Kraijenhoff kembali melakukan kunjungan ketiganya ke Aceh pada bulan Oktober 1872. Tetapi saat itu bertepatan dengan bulan Ramadhan sehingga otoritas Aceh menolak untuk mengurus apa pun selama bulan Ramadhan dan menyarankan agar mereka kembali pada 6 Syawal 1289 (7 Desember 1872). Kraijenhoff akhirnya hanya menyerahkan surat pada Teuku Kali. Sebuah surat yang sampai dalam situasi yang sudah memburuk. Kunjungan yang ketiga ini sebenarnya disetujui oleh Gubernur Jenderal James Loudon dan mengingatkan agar tidak dilakukan satu tindakan apa pun soal Aceh sampai ada laporan dari utusan tersebut. Tetapi peringatan Loudon ini terlambat sampai pada Residen Riau, Schiff.

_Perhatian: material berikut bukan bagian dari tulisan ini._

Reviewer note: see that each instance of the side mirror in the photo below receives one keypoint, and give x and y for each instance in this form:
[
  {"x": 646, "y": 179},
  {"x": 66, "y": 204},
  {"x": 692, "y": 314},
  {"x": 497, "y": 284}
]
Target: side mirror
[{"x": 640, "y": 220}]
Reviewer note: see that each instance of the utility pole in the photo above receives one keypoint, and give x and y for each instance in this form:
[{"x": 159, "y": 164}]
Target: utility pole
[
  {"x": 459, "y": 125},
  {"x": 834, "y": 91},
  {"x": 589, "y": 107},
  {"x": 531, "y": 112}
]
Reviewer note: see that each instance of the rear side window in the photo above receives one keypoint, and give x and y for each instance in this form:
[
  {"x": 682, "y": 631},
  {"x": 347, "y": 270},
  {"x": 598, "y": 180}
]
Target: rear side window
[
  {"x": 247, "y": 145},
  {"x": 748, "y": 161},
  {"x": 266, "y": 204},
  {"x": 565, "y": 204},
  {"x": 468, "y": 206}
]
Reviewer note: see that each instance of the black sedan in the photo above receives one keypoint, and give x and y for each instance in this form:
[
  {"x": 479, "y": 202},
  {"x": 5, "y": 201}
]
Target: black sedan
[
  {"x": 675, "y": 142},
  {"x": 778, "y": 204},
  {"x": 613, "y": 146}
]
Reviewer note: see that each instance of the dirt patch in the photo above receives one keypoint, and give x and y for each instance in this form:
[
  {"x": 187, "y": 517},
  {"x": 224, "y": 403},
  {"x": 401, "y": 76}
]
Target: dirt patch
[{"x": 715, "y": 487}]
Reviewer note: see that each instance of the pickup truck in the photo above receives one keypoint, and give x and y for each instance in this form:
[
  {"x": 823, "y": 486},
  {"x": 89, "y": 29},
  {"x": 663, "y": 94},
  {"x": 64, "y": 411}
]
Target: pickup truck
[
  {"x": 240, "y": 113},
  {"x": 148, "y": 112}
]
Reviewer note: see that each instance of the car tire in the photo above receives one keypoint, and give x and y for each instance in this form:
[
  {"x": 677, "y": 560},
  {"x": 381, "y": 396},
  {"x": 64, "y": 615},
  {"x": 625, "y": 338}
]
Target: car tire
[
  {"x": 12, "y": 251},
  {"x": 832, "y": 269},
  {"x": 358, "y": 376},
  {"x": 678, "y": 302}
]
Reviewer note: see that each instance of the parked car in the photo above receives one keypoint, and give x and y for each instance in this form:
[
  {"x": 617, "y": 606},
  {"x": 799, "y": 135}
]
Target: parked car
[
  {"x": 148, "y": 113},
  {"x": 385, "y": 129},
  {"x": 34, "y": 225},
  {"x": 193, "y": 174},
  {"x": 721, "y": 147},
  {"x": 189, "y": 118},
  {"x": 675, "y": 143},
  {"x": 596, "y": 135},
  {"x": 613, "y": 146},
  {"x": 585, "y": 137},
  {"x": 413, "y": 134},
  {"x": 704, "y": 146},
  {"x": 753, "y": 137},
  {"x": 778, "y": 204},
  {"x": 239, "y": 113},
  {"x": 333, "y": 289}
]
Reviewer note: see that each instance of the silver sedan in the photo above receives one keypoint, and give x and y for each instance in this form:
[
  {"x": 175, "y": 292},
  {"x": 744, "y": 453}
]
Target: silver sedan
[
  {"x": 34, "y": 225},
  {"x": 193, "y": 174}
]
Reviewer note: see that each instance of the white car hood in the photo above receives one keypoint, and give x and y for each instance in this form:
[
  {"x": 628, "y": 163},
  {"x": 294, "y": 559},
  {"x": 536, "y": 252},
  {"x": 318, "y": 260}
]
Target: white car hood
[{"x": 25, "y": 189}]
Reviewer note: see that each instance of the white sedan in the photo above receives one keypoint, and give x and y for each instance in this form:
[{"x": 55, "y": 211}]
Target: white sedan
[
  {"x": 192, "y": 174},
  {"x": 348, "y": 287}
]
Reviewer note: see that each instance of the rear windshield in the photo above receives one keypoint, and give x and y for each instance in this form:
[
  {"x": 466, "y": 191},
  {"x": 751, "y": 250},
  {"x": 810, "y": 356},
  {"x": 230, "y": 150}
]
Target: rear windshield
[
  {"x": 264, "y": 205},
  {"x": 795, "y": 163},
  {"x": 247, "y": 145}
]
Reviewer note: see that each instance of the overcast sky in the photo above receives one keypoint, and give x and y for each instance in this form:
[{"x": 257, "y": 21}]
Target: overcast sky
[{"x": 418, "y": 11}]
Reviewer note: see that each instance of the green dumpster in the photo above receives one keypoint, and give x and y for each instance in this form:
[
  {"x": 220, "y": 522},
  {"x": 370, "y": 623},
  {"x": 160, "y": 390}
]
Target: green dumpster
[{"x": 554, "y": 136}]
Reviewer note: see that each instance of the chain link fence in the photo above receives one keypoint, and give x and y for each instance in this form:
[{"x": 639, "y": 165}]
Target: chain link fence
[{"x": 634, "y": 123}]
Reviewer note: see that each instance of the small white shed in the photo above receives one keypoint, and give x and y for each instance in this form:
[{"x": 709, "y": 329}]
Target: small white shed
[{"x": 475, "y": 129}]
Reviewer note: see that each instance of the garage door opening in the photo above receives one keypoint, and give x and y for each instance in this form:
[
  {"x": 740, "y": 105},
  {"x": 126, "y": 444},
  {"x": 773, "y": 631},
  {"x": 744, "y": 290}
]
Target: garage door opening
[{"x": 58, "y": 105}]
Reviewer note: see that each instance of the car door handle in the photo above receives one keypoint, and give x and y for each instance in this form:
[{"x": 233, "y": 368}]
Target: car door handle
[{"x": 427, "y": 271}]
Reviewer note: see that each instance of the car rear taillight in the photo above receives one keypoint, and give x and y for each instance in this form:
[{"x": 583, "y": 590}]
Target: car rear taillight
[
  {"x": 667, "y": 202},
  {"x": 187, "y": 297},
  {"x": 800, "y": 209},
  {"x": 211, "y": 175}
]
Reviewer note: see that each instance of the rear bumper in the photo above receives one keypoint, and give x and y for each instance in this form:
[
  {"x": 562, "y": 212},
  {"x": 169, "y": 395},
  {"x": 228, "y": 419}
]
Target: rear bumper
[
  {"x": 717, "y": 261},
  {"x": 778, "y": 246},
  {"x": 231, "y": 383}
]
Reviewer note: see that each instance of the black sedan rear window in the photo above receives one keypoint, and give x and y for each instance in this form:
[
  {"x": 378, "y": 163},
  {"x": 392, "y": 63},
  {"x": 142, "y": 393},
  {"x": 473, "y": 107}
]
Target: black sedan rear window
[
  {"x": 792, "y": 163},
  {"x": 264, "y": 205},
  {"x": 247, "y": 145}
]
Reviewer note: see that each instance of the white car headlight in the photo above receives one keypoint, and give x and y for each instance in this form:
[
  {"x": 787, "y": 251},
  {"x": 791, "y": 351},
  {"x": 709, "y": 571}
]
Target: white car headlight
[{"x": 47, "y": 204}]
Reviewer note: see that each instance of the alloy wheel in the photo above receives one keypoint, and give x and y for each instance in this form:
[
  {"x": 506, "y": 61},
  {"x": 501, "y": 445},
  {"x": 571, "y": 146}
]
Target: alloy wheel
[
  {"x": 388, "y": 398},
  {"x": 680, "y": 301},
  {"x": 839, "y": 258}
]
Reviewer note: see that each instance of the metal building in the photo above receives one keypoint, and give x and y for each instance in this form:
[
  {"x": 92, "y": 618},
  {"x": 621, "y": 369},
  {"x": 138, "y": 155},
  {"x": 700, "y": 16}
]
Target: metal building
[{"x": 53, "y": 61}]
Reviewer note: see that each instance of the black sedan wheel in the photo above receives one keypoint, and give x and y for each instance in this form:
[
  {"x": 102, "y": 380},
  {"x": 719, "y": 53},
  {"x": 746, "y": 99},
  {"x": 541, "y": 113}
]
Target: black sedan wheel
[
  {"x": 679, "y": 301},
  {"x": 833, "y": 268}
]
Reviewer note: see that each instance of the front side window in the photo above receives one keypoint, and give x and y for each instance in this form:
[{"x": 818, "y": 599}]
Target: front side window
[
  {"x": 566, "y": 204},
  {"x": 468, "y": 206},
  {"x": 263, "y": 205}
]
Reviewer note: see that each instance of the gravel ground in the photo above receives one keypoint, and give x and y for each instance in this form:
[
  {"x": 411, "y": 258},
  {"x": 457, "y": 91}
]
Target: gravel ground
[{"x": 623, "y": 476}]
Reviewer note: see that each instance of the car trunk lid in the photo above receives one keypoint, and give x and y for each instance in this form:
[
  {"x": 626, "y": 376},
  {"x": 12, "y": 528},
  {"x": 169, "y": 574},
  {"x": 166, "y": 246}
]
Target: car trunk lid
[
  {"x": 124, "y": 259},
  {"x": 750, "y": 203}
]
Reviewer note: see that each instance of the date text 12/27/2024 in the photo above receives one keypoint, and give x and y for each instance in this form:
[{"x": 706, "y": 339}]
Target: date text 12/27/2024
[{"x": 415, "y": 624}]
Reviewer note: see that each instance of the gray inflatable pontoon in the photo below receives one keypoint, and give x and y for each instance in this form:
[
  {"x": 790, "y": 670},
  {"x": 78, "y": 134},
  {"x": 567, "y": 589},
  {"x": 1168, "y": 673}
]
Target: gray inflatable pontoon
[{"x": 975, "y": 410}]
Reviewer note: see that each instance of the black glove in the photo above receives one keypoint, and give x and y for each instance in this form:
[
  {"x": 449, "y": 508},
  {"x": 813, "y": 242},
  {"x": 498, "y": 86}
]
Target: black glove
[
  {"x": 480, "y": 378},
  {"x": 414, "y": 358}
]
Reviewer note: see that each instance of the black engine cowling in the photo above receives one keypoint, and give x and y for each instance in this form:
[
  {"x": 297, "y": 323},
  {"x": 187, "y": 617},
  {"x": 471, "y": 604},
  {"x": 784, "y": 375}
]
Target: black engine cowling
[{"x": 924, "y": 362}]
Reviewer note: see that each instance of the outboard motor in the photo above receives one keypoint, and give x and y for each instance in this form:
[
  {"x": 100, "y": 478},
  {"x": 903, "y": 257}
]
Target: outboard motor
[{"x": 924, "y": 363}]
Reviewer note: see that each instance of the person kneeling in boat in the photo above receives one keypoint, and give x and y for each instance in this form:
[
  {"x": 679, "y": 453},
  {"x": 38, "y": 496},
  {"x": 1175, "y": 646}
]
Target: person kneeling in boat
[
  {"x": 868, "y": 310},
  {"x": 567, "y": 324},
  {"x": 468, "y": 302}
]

Schiff melakukan satu tindakan yang sangat kontroversial pada bulan September 1872, di tengah bara yang sedang memanas. Ia kembali memerintahkan kapal Marnix agar menahan kapal Gipsy milik Teuku Paya karena mendengar kabar bahwa pelabuhan Idi kembali diblokade oleh Gipsy. Hal ini tentu menimbulkan kegemparan di Istana Aceh. Keputusan akhirnya dibuat. Mereka memutuskan menangguhkan menerima utusan Belanda sampai mendapat kepastian tentang dukungan yang di dapat dari luar negeri.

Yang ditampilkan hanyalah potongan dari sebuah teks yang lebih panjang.